2. Die meisten Menschen haben keine Ahnung, wie Wissenschaft funktioniert. Und das ist ein großes Problem!
Die wissenschaftliche Ausbildung der Mehrzahl der Menschen in diesem Land ist unzureichend. Das führt dazu, dass die Menschen nicht verstehen wie Wissenschaft funktioniert, wie wissenschaftliche Daten interpretiert werden und welche Schlussfolgerungen als gesichert oder hypothetisch gelten können.

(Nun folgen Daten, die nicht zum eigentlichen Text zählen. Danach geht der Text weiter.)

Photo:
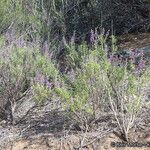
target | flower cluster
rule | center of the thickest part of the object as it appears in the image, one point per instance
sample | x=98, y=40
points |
x=43, y=80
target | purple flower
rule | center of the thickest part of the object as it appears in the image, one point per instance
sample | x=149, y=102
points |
x=141, y=64
x=73, y=38
x=92, y=37
x=48, y=83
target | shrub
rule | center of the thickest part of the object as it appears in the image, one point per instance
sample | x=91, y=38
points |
x=17, y=73
x=105, y=80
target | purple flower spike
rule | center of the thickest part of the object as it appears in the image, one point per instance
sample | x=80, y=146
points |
x=92, y=37
x=141, y=64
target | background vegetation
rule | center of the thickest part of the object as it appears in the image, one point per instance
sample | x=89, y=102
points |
x=59, y=49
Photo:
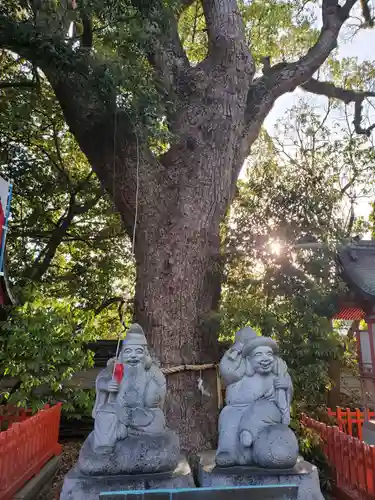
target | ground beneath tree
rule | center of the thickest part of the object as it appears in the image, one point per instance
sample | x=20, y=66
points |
x=69, y=457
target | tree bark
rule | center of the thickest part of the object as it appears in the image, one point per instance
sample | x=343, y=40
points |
x=176, y=202
x=177, y=293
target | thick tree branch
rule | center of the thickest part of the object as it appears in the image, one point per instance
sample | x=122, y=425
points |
x=86, y=92
x=286, y=77
x=347, y=96
x=226, y=39
x=22, y=84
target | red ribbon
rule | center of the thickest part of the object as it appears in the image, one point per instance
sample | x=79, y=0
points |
x=119, y=372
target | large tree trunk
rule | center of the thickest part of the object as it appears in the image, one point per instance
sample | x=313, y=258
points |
x=177, y=292
x=217, y=110
x=177, y=295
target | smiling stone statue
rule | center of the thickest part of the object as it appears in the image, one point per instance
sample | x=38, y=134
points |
x=253, y=426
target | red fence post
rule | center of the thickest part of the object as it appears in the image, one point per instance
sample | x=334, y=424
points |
x=26, y=447
x=352, y=460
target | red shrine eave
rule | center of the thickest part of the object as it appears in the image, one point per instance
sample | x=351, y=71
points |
x=350, y=314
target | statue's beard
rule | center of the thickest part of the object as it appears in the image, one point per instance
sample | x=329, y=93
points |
x=134, y=370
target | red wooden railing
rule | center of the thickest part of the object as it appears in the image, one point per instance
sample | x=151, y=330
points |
x=26, y=447
x=10, y=414
x=350, y=421
x=352, y=461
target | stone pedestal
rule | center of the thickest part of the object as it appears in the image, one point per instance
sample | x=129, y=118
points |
x=79, y=486
x=304, y=475
x=134, y=455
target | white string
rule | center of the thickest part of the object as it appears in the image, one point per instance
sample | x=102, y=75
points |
x=136, y=203
x=136, y=194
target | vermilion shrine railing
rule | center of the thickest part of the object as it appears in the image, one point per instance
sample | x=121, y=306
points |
x=352, y=461
x=10, y=414
x=350, y=421
x=25, y=447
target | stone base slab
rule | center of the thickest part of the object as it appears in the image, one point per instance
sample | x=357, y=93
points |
x=304, y=475
x=78, y=486
x=134, y=455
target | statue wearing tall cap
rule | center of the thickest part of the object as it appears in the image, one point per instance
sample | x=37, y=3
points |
x=133, y=405
x=253, y=426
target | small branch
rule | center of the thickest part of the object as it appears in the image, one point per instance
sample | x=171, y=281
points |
x=331, y=91
x=107, y=303
x=366, y=13
x=345, y=95
x=21, y=84
x=164, y=50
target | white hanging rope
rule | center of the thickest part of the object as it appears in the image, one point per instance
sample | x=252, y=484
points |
x=136, y=200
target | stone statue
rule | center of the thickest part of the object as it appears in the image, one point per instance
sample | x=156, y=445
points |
x=253, y=426
x=130, y=434
x=130, y=447
x=132, y=406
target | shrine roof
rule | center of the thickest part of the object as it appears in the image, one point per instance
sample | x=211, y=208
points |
x=357, y=261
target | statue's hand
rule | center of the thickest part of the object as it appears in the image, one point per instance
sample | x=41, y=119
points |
x=236, y=350
x=285, y=419
x=281, y=383
x=113, y=386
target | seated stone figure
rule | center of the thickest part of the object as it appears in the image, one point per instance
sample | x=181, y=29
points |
x=253, y=426
x=133, y=406
x=130, y=433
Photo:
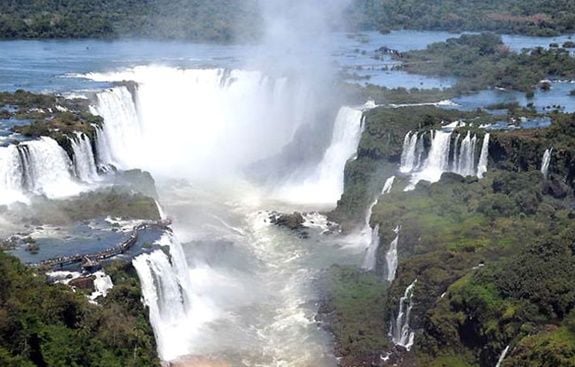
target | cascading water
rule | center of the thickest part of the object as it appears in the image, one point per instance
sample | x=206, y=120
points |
x=483, y=157
x=392, y=258
x=370, y=258
x=11, y=175
x=502, y=356
x=437, y=160
x=408, y=156
x=103, y=149
x=38, y=167
x=84, y=159
x=400, y=331
x=546, y=162
x=442, y=157
x=166, y=288
x=223, y=120
x=324, y=185
x=388, y=185
x=465, y=164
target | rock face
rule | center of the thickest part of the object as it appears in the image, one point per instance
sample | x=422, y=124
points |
x=474, y=247
x=292, y=221
x=85, y=283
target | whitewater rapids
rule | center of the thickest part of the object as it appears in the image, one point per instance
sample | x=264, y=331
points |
x=234, y=287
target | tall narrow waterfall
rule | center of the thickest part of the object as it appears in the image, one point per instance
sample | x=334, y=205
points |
x=324, y=185
x=119, y=136
x=546, y=161
x=370, y=258
x=84, y=159
x=167, y=291
x=408, y=156
x=400, y=331
x=483, y=157
x=465, y=163
x=388, y=185
x=392, y=258
x=446, y=154
x=502, y=356
x=39, y=167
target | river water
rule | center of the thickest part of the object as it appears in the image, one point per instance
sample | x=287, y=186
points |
x=228, y=144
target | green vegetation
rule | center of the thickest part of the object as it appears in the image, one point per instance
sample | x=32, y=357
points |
x=533, y=17
x=48, y=115
x=214, y=20
x=493, y=258
x=352, y=297
x=380, y=150
x=49, y=325
x=229, y=20
x=483, y=61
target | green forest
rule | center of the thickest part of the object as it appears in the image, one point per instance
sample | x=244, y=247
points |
x=231, y=20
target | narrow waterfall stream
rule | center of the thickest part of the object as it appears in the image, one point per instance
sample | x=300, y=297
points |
x=229, y=285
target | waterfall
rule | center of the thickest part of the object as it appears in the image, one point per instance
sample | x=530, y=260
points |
x=11, y=175
x=39, y=167
x=325, y=184
x=388, y=185
x=400, y=332
x=437, y=160
x=103, y=150
x=370, y=259
x=408, y=156
x=466, y=156
x=483, y=157
x=118, y=139
x=461, y=159
x=167, y=291
x=84, y=159
x=391, y=257
x=224, y=120
x=102, y=285
x=502, y=356
x=546, y=162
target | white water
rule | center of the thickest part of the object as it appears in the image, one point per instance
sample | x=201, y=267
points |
x=167, y=291
x=372, y=234
x=205, y=127
x=11, y=179
x=84, y=159
x=102, y=285
x=408, y=156
x=38, y=167
x=441, y=157
x=465, y=160
x=392, y=257
x=546, y=162
x=388, y=185
x=370, y=259
x=202, y=114
x=120, y=134
x=437, y=160
x=400, y=332
x=502, y=356
x=324, y=185
x=483, y=157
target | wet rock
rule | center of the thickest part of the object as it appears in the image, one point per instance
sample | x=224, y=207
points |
x=85, y=283
x=292, y=221
x=554, y=187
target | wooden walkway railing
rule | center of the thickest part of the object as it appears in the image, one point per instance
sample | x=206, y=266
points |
x=92, y=260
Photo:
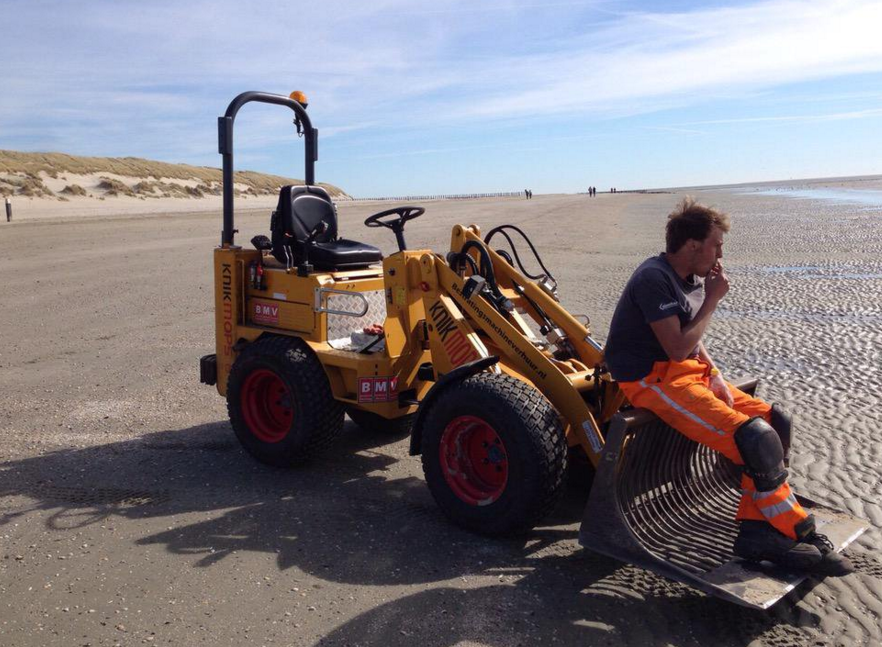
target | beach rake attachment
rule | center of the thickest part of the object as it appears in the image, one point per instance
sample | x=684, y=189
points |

Bei einem neuen Krankheitserreger, wie SARS-CoV2 braucht es Zeit, bis man herausgefunden hat, welche Eigenschaften er hat, wie infektiös, wie gefährlich er ist, und welche Möglichkeiten existieren sich vor dem Erreger zu schützen oder eine durch den Virus verursachte Erkrankung zu verhindern oder zu behandeln. Das ist ein Lernprozess und bedeutet, dass es anfangs nur Annahmen gibt, die im Laufe der Zeit bestätigt oder wieder verworfen und korrigiert werden. Das ist kein Problem der Wissenschaft, sondern ein Problem der ungeduldigen Menschen! So sollten zB die Änderungen der RKI-Richtlinien oder eine Aktualisierung der Haupt- und Nebenwirkungen von Impfstoffen freudig begrüsst werden! Diese Änderungen sollten als Zeichen dafür gelten, dass die Wissenschaft dazugelernt hat und nicht dafür, dass man absichtlich in die Irre geführt wurde!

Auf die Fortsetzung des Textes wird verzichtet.